1. Problem: Consider vector field A##\left( \vec r \right) = \frac {\vec n} {(r^2+a^2)}## representing the electric field of a point charge, however, regularized by adding a in the denominator. Here ##\vec n = \frac {\vec r} r##. Calculate the divergence of this vector field. Show that in the limit a -> 0 the divergence becomes proportional to the δ-function.

## Homework Equations

∇⋅ = ## \frac \partial {\partial x} + \frac \partial {\partial y} + \frac \partial {\partial z}##

## The Attempt at a Solution

So it seemed pretty straight forward to me, but I feel like there's something fundamental that I'm not seeing.

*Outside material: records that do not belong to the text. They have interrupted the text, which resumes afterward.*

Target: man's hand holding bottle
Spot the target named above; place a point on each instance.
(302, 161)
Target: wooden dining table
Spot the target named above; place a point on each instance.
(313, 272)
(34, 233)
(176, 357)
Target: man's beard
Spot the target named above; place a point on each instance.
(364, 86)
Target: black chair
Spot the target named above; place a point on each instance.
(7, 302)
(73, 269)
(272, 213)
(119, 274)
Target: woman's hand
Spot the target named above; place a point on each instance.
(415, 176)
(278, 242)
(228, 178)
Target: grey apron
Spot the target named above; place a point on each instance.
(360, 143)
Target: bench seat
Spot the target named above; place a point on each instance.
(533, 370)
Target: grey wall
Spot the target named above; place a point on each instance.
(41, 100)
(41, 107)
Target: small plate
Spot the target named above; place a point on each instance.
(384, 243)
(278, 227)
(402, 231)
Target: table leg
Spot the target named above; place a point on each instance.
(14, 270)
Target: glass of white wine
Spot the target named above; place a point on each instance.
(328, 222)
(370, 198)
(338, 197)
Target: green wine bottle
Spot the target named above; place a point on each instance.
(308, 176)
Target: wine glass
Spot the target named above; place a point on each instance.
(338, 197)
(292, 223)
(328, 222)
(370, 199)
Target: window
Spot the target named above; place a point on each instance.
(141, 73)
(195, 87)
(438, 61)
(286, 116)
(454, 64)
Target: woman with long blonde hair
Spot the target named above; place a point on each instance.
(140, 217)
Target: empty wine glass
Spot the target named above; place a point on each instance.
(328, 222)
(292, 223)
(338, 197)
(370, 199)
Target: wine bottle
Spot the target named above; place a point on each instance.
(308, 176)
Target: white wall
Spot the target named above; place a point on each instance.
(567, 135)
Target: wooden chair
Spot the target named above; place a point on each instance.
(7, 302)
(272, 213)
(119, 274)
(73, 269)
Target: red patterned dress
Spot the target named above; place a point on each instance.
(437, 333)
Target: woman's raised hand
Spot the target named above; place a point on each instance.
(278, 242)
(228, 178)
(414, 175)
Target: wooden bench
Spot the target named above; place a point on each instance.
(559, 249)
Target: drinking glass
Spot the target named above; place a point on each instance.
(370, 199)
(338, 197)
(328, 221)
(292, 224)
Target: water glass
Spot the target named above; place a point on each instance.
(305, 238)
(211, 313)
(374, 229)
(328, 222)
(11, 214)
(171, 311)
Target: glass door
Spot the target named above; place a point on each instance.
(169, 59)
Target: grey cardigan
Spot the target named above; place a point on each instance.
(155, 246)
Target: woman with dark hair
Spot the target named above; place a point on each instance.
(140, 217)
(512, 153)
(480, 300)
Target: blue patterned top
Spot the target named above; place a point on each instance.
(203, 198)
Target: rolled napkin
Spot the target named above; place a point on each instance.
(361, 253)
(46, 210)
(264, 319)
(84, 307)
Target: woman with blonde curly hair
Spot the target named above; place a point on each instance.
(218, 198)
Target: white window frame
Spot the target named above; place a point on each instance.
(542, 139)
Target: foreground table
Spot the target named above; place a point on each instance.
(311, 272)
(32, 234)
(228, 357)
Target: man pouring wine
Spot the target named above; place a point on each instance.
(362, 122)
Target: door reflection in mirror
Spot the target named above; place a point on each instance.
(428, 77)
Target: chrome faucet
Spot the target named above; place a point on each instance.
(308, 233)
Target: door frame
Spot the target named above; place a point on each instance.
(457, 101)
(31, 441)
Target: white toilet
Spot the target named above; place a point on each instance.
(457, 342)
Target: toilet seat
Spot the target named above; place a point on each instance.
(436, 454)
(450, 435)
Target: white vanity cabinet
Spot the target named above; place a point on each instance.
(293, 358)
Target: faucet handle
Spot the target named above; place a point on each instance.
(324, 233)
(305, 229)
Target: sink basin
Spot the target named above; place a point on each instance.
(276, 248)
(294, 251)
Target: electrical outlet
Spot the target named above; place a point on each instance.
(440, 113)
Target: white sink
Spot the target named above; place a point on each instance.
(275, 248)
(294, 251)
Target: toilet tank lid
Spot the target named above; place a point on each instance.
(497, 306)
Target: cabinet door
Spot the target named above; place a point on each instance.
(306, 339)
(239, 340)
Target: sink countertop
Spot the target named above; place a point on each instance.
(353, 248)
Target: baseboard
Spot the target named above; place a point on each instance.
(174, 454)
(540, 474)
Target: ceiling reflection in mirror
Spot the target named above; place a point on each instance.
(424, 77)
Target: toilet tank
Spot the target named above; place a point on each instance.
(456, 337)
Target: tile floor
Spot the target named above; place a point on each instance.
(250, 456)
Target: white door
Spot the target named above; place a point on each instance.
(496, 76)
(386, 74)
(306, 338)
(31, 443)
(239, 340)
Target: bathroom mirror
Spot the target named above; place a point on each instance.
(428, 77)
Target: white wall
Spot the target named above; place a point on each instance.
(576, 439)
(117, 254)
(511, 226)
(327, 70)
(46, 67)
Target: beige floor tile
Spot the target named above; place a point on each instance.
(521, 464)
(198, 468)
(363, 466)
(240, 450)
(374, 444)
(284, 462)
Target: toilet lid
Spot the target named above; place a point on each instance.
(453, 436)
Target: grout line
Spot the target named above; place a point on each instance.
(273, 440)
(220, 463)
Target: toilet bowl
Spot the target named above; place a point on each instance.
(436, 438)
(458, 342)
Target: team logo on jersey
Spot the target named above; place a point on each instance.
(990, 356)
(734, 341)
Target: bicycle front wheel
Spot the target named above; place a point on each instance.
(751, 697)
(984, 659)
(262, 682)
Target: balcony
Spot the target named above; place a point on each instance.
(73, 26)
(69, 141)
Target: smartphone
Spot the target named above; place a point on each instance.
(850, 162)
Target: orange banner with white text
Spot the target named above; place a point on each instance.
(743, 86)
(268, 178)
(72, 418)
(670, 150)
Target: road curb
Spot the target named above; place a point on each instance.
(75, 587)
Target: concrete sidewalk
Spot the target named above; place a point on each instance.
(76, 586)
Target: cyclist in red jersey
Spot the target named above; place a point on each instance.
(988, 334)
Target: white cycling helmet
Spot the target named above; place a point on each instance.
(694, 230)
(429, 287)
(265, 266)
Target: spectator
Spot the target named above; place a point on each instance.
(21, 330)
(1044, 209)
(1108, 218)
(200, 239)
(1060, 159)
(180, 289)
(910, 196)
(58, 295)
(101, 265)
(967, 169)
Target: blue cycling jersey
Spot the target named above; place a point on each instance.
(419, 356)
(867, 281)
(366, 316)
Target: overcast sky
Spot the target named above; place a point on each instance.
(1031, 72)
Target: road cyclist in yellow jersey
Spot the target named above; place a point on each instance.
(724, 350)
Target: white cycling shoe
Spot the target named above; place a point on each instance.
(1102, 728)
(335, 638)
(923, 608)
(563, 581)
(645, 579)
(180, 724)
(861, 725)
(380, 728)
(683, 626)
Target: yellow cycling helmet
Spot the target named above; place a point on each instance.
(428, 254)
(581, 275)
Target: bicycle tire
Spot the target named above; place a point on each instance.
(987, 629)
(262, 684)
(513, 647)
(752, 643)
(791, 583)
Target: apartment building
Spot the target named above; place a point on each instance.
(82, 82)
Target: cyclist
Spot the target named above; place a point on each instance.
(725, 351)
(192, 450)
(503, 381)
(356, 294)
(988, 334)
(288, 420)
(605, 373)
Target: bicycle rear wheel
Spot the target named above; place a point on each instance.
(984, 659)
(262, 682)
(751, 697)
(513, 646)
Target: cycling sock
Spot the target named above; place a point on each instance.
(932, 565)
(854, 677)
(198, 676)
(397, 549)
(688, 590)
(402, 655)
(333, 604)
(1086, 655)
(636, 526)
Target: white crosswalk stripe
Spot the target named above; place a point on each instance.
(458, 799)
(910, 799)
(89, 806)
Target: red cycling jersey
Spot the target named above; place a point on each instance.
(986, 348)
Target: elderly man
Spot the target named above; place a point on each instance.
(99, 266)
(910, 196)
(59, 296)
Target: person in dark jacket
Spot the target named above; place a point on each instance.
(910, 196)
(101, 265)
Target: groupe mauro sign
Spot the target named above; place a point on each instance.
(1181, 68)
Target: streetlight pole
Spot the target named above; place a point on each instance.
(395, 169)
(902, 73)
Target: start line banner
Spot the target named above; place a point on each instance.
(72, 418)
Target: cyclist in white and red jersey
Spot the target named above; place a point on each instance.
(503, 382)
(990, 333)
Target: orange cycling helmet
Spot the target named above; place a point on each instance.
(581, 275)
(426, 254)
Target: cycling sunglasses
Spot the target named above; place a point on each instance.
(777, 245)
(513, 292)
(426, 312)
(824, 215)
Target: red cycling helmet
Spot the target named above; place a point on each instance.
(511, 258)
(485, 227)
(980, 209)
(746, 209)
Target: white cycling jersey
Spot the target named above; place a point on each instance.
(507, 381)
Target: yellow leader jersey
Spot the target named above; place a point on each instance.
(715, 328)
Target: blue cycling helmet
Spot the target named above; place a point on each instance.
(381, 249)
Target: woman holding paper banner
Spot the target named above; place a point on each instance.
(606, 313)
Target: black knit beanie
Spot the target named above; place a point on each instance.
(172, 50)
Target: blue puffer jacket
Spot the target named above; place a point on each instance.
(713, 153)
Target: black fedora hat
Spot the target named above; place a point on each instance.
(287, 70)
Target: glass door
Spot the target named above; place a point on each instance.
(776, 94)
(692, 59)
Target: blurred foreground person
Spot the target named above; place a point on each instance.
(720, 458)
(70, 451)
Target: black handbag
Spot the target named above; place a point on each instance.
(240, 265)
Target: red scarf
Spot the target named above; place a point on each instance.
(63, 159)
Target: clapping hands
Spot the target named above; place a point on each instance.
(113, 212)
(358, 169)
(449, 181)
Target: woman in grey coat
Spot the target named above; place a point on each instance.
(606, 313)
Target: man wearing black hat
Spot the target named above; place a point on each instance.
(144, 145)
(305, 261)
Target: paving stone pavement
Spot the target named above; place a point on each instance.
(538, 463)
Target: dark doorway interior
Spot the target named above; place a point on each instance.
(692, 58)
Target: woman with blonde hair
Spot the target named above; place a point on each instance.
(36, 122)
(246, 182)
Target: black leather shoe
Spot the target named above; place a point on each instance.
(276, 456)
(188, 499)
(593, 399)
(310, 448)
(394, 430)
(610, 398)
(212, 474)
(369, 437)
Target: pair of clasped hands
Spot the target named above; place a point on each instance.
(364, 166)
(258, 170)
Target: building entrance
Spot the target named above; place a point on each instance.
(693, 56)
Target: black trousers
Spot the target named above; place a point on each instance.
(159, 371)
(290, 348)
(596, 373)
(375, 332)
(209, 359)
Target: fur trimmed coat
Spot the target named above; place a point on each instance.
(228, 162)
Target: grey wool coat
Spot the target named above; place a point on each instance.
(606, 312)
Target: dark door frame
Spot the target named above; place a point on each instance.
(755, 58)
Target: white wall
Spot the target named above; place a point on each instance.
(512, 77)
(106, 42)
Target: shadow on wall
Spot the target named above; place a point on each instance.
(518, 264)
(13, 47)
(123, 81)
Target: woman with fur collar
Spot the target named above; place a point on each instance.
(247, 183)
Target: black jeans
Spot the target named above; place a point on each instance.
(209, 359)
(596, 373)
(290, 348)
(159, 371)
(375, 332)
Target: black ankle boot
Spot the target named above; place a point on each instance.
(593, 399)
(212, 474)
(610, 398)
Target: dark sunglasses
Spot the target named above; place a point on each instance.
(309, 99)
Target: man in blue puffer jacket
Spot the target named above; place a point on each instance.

##\vec r = \left( x, y, z\right)##

##r = \sqrt {x^2 + y^2 + z^2}##

∇⋅A## \left( \vec r \right) = {\frac \partial {\partial x}} \frac x {\left( x^2 + y^2 + z^2\right)^{1/2} \left( x^2 + y^2 + z^2 + a^2 \right)} + {\frac \partial {\partial y}} \frac y {\left( x^2 + y^2 + z^2\right)^{1/2} \left( x^2 + y^2 + z^2 + a^2 \right)} + {\frac \partial {\partial z}} \frac z {\left( x^2 + y^2 + z^2\right)^{1/2} \left( x^2 + y^2 + z^2 + a^2 \right)} ##

I don't have any trouble with the computation, rather I feel like I didn't set this up correctly. Can anyone confirm if I'm moving in the right direction? Thanks!

## Answers and Replies

member 587159
What you wrote is completely correct. At first sight, calculating this looks like a lot of work, but once you realise how symmetrical the expression you wrote down is, you can easily conclude that it suffices to calculate one of the three derivatives.

Awesome, guess I'll start plodding away. And I guess just to make sure, for the second part, all I would need to do is set a = 0, integrate over all space, and confirm it equals 1?